WordPress Content REST API

Data & APIs

Interact safely with WordPress content via REST API for posts, pages, media, taxonomies, supporting drafts, updates, pagination, search, and retry handling.

Install

openclaw skills install wordpress-content-rest-api

WordPress Content REST API

Use this skill only for WordPress content API work (posts, pages, media, categories, tags).

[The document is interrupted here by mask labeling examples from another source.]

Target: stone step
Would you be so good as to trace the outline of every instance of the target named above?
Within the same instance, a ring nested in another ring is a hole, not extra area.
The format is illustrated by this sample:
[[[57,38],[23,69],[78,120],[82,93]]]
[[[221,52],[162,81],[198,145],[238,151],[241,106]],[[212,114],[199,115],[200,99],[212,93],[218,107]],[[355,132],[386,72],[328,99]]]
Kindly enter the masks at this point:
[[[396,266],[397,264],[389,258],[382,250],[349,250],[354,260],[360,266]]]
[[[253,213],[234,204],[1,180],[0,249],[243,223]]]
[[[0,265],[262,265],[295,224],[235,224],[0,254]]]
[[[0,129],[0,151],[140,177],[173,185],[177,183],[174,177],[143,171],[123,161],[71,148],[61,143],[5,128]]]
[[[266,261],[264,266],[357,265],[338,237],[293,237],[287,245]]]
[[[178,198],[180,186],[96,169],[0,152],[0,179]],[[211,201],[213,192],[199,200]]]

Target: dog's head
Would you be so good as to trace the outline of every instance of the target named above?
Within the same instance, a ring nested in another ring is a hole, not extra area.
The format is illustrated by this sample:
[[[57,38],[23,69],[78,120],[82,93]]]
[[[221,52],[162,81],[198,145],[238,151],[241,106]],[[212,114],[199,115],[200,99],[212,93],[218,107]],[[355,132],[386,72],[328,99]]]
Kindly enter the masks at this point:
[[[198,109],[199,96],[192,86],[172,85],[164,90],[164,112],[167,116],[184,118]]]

Do not use it for server admin, plugin/theme management, or shell/WP-CLI tasks.

Safety Rules (Always)

  1. Start with a dry run before any write.
  2. Confirm base URL and target environment (production vs staging).
  3. Read current object first, then patch minimally.
  4. Prefer status=draft until explicit approval to publish.
  5. Avoid bulk destructive updates unless explicitly approved.
  6. Use least-privilege credentials.

Read references/reliability-and-safety.md first when operating on live sites.

Workflow

  1. Set auth model (Application Password or Bearer): references/auth.md
  2. Discover and validate target content: use read/list endpoints with pagination and filters.
  3. Execute dry-run pass:
    • fetch current object
    • prepare intended payload
    • verify taxonomy/media IDs exist
  4. Write safely:
    • create/update as draft first
    • verify response
    • publish only with explicit instruction
  5. Handle retries/rate-limits/errors using standard policy: references/reliability-and-safety.md

Endpoint Scope

Focus on these route families:

  • /wp-json/wp/v2/posts
  • /wp-json/wp/v2/pages
  • /wp-json/wp/v2/media
  • /wp-json/wp/v2/categories
  • /wp-json/wp/v2/tags

For usage patterns and payload examples, read:

Default Execution Pattern

  • Read first (GET).
  • Validate dependent IDs (author/category/tag/media).
  • Write to draft (POST/PUT/PATCH with status=draft).
  • Re-read object and compare expected fields.
  • Publish (status=publish) only after explicit approval.

Done Criteria

Treat a content task as complete only when:

  • API response is successful and parsed.
  • Changed fields match requested outcome.
  • Final status (draft/publish) matches explicit instruction.
  • Any partial failures are listed with next action.